Hurricane Idalia made landfall in the Big Bend area of Florida at 7:45 a.m. today after strengthening into a Category 3 storm in the Gulf of Mexico.
Florida’s coastal residents were anticipating a surge of flood waters of up to 16 feet, with warnings posted from Sarasota to Apalachicola Bay, reported Reuters.
“We fear that residents will walk outside, see it’s sunny outside and think everything’s fine. But there’s more water coming,” said Rob Herrin, Hillsborough County Fire Rescue spokesperson, as CNN reported. “There’s still so many hazards after the winds and rains have cleared.”
When Idalia made landfall sustained winds were 125 miles per hour, making it the strongest hurricane to hit Big Bend since records started in 1851, The Weather Channel said.
Idalia made landfall in Taylor County at Keaton Beach this morning at 7:45 a.m., reported Reuters. Waters had reached eight feet at a monitoring station in Steinhatchee, two feet higher than the flood stage of six feet.
“Folks, this storm is not over. If you are in a safe location, please remain there,” said Emergency Management Director Timothy Dudley, pointing out that the cresting of local waterways would occur with high tide at 2:30 p.m., as Reuters reported.

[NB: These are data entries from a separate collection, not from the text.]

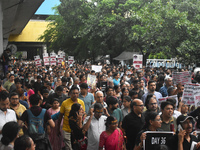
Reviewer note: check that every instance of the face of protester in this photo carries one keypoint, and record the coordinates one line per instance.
(98, 113)
(139, 107)
(153, 105)
(4, 105)
(114, 106)
(109, 92)
(74, 94)
(152, 87)
(168, 111)
(99, 97)
(126, 103)
(157, 122)
(14, 100)
(187, 125)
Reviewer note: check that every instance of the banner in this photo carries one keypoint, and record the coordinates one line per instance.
(37, 60)
(181, 77)
(53, 59)
(96, 68)
(46, 58)
(156, 138)
(137, 61)
(91, 81)
(60, 59)
(70, 60)
(163, 99)
(191, 95)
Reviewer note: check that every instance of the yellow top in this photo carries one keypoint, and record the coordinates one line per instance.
(65, 109)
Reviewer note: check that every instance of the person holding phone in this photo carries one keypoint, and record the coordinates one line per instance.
(183, 139)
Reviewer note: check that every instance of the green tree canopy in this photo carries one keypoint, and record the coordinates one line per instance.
(88, 28)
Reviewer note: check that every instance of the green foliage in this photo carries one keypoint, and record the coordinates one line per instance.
(162, 28)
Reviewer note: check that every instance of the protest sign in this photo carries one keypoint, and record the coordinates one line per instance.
(137, 61)
(46, 58)
(160, 100)
(181, 77)
(37, 60)
(70, 60)
(96, 68)
(156, 138)
(53, 59)
(60, 59)
(188, 94)
(91, 81)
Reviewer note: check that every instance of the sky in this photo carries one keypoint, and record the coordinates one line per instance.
(46, 7)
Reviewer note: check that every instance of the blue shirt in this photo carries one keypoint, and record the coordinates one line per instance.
(88, 100)
(157, 94)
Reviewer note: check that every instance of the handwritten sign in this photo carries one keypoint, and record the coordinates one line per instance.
(181, 77)
(156, 138)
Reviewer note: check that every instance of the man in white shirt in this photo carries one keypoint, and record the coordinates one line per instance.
(95, 124)
(6, 115)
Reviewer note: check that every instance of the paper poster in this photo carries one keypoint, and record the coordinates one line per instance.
(191, 94)
(53, 59)
(96, 68)
(91, 81)
(46, 58)
(70, 60)
(38, 61)
(156, 138)
(137, 61)
(60, 59)
(163, 99)
(181, 77)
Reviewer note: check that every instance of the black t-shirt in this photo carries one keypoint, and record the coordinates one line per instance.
(132, 124)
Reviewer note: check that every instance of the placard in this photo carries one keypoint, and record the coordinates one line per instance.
(53, 59)
(37, 60)
(137, 61)
(188, 94)
(91, 81)
(156, 138)
(70, 60)
(96, 68)
(46, 58)
(181, 77)
(163, 99)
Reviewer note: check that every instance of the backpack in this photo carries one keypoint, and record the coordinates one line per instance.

Officials said there was widespread flooding and damage in Hillsborough County, an area with 1.5 million residents.
By 11 o’clock this morning, Idalia’s maximum sustained winds had lowered to 90 miles per hour, making the storm a Category 1 hurricane as it moved into Georgia and South Carolina, where hurricane warnings and other storm advisories have been issued.
“Idalia is likely to still be a hurricane while moving across southern Georgia, and possibly when it reaches the coast of Georgia or southern South Carolina late today,” the hurricane center said today, as reported by CNN.
More than 272,000 residences and businesses were experiencing power outages in Florida, according to PowerOutage.us.
Four to eight inches of rain could pummel the region through tomorrow, with some isolated places experiencing up to a foot of rain, warned the hurricane center, as Reuters reported.
“Time will tell on how bad it is… and we could have more” storms, said Deanne Criswell, administrator of the U.S. Federal Emergency Management Agency, as reported by Reuters. Criswell added that it has already been “a very active hurricane season.”
Florida has now had four major hurricanes in the last seven years, including last year’s Ian, Michael in 2018 and Irma in 2017.